A compressor or limiter can help, especially with the big peaks of a bass drum. There may be one of those features in your PA.
 

Adcc

Junior Member
The practical, non-nerdy answer is I agree with CD that you just need to mic the bass drum, the rest will carry over the other instruments unmiked.

On to the nerdy stuff: Are these speakers powered? That is, do they each have a power cord and an amplifier built in? If so, then the “200 watts” means basically what you think, they are less powerful than the equivalent 1000 watt powered speakers. If they don’t have power cords, they don’t have an amplifier inside, and you’re running a separate PA amp into them. That’s where the question of wattage gets a LOT trickier. I’ll take you down that rabbit hole if that’s your situation, just let me know.

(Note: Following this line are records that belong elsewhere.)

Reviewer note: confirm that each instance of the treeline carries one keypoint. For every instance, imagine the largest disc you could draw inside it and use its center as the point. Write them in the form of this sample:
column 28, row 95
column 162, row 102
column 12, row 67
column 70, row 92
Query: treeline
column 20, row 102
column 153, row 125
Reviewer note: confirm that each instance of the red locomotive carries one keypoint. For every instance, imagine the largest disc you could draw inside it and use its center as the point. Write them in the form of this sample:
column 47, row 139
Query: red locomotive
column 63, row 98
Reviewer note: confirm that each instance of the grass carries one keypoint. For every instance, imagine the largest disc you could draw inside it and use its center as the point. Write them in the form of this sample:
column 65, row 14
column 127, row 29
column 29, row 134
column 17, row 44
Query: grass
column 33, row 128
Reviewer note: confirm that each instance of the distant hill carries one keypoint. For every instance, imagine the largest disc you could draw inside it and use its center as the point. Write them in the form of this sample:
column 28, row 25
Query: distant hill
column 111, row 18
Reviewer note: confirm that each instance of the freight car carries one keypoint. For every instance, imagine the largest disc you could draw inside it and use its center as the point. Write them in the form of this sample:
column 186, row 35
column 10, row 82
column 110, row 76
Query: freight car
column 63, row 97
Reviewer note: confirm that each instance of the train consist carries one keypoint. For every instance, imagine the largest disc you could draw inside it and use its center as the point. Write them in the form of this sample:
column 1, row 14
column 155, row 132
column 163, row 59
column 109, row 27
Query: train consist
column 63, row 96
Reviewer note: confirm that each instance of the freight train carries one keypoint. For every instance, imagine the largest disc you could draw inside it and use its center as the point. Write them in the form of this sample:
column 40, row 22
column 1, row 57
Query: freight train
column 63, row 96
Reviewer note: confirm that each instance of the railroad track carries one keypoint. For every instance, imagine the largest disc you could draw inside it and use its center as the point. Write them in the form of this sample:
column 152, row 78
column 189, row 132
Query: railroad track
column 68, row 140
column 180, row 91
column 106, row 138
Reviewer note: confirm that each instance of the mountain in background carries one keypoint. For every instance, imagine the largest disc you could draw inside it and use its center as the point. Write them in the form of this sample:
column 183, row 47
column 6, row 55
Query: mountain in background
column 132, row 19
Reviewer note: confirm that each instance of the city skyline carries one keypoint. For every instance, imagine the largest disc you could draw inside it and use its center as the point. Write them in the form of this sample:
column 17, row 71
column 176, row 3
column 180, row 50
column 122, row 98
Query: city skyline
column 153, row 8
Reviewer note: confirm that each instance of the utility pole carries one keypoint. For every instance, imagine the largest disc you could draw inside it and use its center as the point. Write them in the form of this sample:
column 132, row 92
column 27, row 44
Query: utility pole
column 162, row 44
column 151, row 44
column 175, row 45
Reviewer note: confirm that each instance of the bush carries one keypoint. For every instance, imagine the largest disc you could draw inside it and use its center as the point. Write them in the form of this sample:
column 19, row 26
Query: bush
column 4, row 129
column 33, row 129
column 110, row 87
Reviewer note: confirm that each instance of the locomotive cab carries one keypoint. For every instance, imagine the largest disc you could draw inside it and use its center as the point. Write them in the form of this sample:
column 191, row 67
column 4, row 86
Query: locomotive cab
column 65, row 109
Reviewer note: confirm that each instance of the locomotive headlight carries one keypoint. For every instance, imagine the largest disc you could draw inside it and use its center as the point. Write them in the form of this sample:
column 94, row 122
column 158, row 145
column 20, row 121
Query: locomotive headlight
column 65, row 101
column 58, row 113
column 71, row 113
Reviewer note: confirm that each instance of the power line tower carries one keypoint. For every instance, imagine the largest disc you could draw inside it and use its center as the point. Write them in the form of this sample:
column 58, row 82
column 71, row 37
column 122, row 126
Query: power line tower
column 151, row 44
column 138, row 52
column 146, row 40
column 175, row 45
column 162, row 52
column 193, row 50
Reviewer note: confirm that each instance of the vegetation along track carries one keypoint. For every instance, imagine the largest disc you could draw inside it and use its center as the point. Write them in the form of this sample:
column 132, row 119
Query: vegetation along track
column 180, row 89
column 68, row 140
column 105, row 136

While feedback is always an issue, it’s not a sign of running the PA too hard. It’s just a sign that the mic gain is turned up too high on the mixer, and/or the mics are pointed too near to the speakers. So it’s not related to wattage. Instead, listen for distortion. That’s the warnin

When you hit a big note and you hear a buzzing or farting noise, there’s a chance the speakers themselves (the cone parts) are what’s distorting, and that’s a sign of running too strong of a signal into them. Try turning down the master volume on the amplifier (not the input gain on the mixer) and see if the distortion goes away. If it gets quieter but still distorts, then turn down the input gain a bit, until it stops distorting, and then raise the master volume back up.

If the distortion is at the input gain stage, that’s just a nuisance, it does not actually damage anything. Transistors can happily distort all night long. The distortion that causes damage is when the cones are buzzing and flapping from being pushed too hard.

A compressor or limiter can help, especially with the big peaks of a bass drum. There may be one of those features in your PA.
Yes, they are powered speakers and the 1000 ones were too. Thanks for your advice. It seems that you know what you're talking about ☺️
 

MrLeadFoot

Silver Member
Since no one addressed your question about the kick being heard in the back without being mic'd, No, your kick will not be heard well in the back without being mic'd in such a setting. That said, in my experience, the type and size of the woofers will be your limiting factor when mic'ing a kick. It won't sound good at all if it's not going through a subwoofer. Note that while an 18" subwoofer would be ideal, you can get away with a 15" subwoofer in smaller venues. But, your kick will sound like cardboard going through the 15" woofers of typical PA main speakers, not to mention that your kick can easily damage them. For that matter, are your mains even 15"? I would think not if they're only 200 watts, so if those mains are 12" speakers, I wouldn't even risk mic'ing a kick into those!
 

PorkPieGuy

Platinum Member
Since no one addressed your question about the kick being heard in the back without being mic'd, No, your kick will not be heard well in the back without being mic'd in such a setting. That said, in my experience, the type and size of the woofers will be your limiting factor when mic'ing a kick. It won't sound good at all if it's not going through a subwoofer. Note that while an 18" subwoofer would be ideal, you can get away with a 15" subwoofer in smaller venues. But, your kick will sound like cardboard going through the 15" woofers of typical PA main speakers, not to mention that your kick can easily damage them. For that matter, are your mains even 15"? I would think not if they're only 200 watts, so if those mains are 12" speakers, I wouldn't even risk mic'ing a kick into those!

Lead Foot beat me to it. If you only have 200 watts, the only thing I'd mic is the singers and possibly an acoustic guitar if you have one. You can't really push a 15" or 18" sub with just 200 watts. It'll sound really bad. Sounds to me like they probably have a couple of mains on tripods or something. If that's the case, then mic nothing IMO.
 

opentune

Platinum Member
200 watts doesn't sound like quite enough to fill a 150 person pub, but perhaps not intended to fill all the space.
I agree with all of the above on damage. that said but would still guess your small bass drum will not be heard throughout a 150-person pub without any mic'ing.